Adam grinned. “Segue operates out of what used to be the Fulton Holiday Hotel, a kind of turn-of-the- century West Virginian mountain resort for the upper crust.”

Her gaze dropped from the building to him. “The kind of place they profile on the Travel Channel? Ladies in white dresses, croquet on the lawn?”

“Something like that. Or at least until the Spanish flu epidemic of 1918. The hotel was on the brink financially. Apparently, the nearby system of caves was not as much a lure as Theodore Fulton thought they’d be. When the flu hit the hotel, Fulton fell ill himself and died soon after. His sons ran out on the place. It changed hands a couple of times until it came to my family.”

Talia pushed herself out of her chair and walked slowly to the edge of the terrace. Adam followed, watchful.

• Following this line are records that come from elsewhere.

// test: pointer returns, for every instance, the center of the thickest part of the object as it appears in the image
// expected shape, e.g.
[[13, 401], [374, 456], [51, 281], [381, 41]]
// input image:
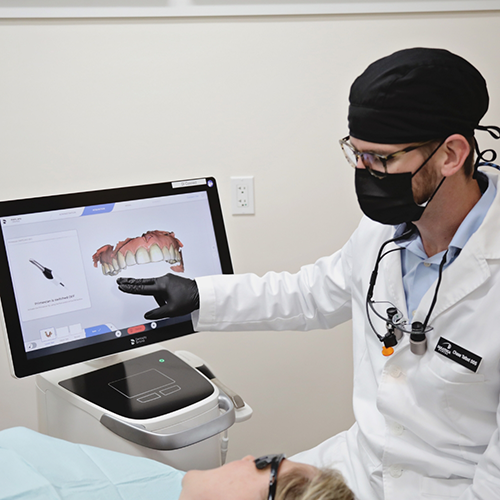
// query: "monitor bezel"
[[21, 365]]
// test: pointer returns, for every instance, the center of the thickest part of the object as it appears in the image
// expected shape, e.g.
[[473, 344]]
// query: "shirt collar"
[[467, 228]]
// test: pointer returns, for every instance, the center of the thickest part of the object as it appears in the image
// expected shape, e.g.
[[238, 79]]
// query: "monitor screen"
[[60, 257]]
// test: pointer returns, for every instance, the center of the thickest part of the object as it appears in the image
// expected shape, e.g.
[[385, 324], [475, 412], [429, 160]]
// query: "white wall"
[[92, 104]]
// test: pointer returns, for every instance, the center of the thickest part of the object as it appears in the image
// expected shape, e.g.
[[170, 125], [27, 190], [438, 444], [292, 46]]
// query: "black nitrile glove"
[[176, 296]]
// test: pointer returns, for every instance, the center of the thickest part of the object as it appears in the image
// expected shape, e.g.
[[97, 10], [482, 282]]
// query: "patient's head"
[[241, 480]]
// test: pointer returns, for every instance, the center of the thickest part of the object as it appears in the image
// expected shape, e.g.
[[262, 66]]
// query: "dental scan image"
[[62, 295]]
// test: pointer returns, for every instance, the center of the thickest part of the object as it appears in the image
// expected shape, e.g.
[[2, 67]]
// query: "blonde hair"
[[328, 484]]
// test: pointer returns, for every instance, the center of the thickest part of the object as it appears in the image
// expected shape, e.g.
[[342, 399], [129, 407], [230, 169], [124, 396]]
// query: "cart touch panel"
[[60, 257]]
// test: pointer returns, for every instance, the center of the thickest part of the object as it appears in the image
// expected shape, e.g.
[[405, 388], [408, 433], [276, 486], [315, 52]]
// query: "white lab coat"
[[426, 427]]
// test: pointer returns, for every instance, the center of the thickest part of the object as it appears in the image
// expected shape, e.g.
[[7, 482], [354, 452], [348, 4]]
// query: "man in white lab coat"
[[427, 368]]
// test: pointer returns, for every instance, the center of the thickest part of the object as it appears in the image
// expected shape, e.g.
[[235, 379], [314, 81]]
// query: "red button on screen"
[[136, 329]]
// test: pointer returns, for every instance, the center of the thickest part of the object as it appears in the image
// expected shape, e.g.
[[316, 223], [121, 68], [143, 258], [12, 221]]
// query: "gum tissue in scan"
[[153, 246]]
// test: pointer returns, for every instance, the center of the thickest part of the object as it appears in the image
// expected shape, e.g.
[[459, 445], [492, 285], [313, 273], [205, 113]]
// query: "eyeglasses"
[[274, 461], [375, 164]]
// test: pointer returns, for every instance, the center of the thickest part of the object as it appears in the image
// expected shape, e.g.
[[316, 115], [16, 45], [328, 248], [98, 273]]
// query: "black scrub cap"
[[417, 95]]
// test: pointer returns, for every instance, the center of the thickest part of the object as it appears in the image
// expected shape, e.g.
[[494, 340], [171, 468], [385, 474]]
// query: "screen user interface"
[[64, 265]]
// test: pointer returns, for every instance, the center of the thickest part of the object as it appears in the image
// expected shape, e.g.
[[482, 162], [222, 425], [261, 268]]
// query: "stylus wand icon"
[[47, 273]]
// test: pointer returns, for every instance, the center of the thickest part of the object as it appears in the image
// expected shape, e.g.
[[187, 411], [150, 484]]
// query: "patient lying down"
[[250, 479], [35, 466]]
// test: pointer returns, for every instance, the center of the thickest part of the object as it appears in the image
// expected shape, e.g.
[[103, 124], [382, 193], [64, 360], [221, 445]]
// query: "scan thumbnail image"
[[152, 246]]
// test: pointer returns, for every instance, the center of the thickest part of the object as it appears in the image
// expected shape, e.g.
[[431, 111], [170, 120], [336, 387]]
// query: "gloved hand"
[[176, 296]]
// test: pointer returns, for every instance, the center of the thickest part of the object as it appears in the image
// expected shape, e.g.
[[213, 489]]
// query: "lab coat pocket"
[[464, 398], [452, 372], [443, 488]]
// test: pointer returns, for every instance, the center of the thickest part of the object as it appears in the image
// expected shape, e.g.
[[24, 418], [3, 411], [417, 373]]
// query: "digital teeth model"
[[153, 246]]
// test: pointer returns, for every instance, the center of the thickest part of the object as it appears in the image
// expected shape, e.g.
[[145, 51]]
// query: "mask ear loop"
[[481, 157]]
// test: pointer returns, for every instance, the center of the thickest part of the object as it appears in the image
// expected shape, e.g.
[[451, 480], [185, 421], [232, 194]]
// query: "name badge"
[[458, 354]]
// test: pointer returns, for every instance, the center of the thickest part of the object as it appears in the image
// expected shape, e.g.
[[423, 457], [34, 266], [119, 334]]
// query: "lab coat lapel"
[[470, 269], [467, 273], [390, 268]]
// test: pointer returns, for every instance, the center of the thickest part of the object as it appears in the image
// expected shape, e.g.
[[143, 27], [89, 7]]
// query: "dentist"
[[420, 278]]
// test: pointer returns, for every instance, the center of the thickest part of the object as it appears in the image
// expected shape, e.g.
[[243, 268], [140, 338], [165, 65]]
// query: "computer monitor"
[[60, 257]]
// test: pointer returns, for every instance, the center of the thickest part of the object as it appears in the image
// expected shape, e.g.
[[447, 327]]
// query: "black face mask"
[[390, 200]]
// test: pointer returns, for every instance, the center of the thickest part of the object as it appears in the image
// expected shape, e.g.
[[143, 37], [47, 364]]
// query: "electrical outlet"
[[242, 195]]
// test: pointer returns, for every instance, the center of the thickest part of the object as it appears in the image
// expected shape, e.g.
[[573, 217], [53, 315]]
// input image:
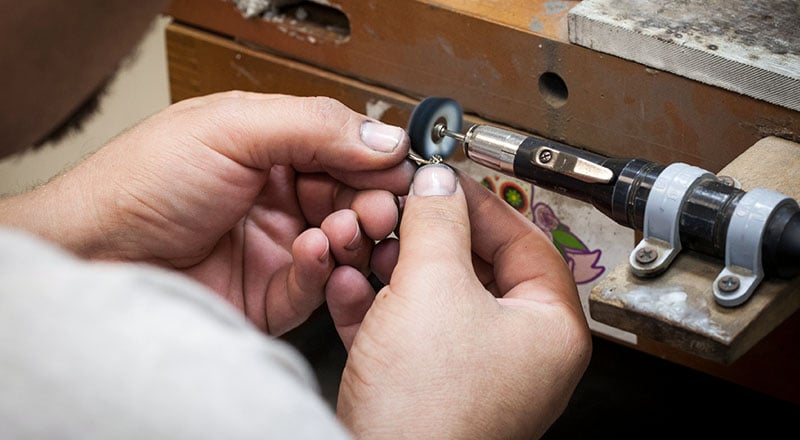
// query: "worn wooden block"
[[678, 308]]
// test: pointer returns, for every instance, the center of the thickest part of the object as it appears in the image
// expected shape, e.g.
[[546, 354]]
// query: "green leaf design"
[[567, 240]]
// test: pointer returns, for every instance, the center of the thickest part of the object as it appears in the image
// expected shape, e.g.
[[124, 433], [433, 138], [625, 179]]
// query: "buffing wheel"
[[425, 116]]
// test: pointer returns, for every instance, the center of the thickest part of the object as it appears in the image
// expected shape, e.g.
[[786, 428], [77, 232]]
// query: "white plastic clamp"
[[661, 242]]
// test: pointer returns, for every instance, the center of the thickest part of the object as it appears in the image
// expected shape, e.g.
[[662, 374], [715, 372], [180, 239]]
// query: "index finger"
[[309, 134]]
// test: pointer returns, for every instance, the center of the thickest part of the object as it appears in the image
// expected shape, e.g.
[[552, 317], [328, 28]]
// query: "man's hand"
[[257, 196], [479, 333]]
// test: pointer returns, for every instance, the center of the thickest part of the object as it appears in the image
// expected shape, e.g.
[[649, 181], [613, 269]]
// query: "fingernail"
[[355, 243], [326, 253], [381, 137], [434, 180]]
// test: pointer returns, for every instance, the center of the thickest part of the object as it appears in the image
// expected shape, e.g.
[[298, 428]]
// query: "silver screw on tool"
[[646, 255], [728, 283]]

He continued, “I tried to restore what little bits of the hotel I could without impinging on Segue’s needs. Found the chandelier from the foyer in a storage cellar, overlooked by the looters and vandals who stripped the place in the years after it was abandoned. Took a little doing, but this is pretty close to how it would have been.”

“It’s very—” she began.

He stepped to the edge and glanced at Talia’s profile. Her white skin glowed against the backdrop of green, the afternoon sun warming her complexion from ash to soft pink and gold marble. Stray twists of blonde tugged away from her shoulder to stream across her cheek, to lift and quiver on the light breeze.

“—remote,” Talia finished.

Lovely in profile.

She turned her black-cat eyes on him, meeting his gaze.

Disconcerting head-on.

Time to get down to it. Adam took a deep breath. “I’ve done my near-death research based on the substantial bibli-ography at the end of your paper.”

She turned away again and leaned up on the banister, all curiosity and interest suddenly shuttered behind a hard expression.

“From what I’ve read, near-death experiences often include a meeting with already-departed family, sometimes friends, but always someone in close connection with the person undergoing the experience.”

Talia didn’t answer. Kept her gaze off in the distance.

He tensed, watching her every movement for reaction. “What I can’t figure is how Shadowman fits into the near-death scenario, unless that’s a code name for someone who knows how the wraith threat began.” He kept his voice light, tone neutral, as he suggested his theory. “A ghost, maybe, like those that populate Segue?”

Her expression remained impassive.

Adam pushed harder. “It wouldn’t be so hard to believe. Jim Remy, our resident parapsychologist, is half in love with Segue’s Lady Amunsdale. Been tracking her obsessively since he caught sight of the beauty. Is Shadowman a ghost? Someone who has already passed but might have our answers?”

If that were the case, protocols would have to shift dramatically to the occult. What he needed was a confirmation, a clue, something to point him in the right direction.

The muscles in Talia’s face tensed, but she remained composed. “I’m not going to answer your questions. Thank you for saving me in the alley and for the medical attention you’ve provided. When possible, I’d like a ride into the nearest town, and I’ll go from there.”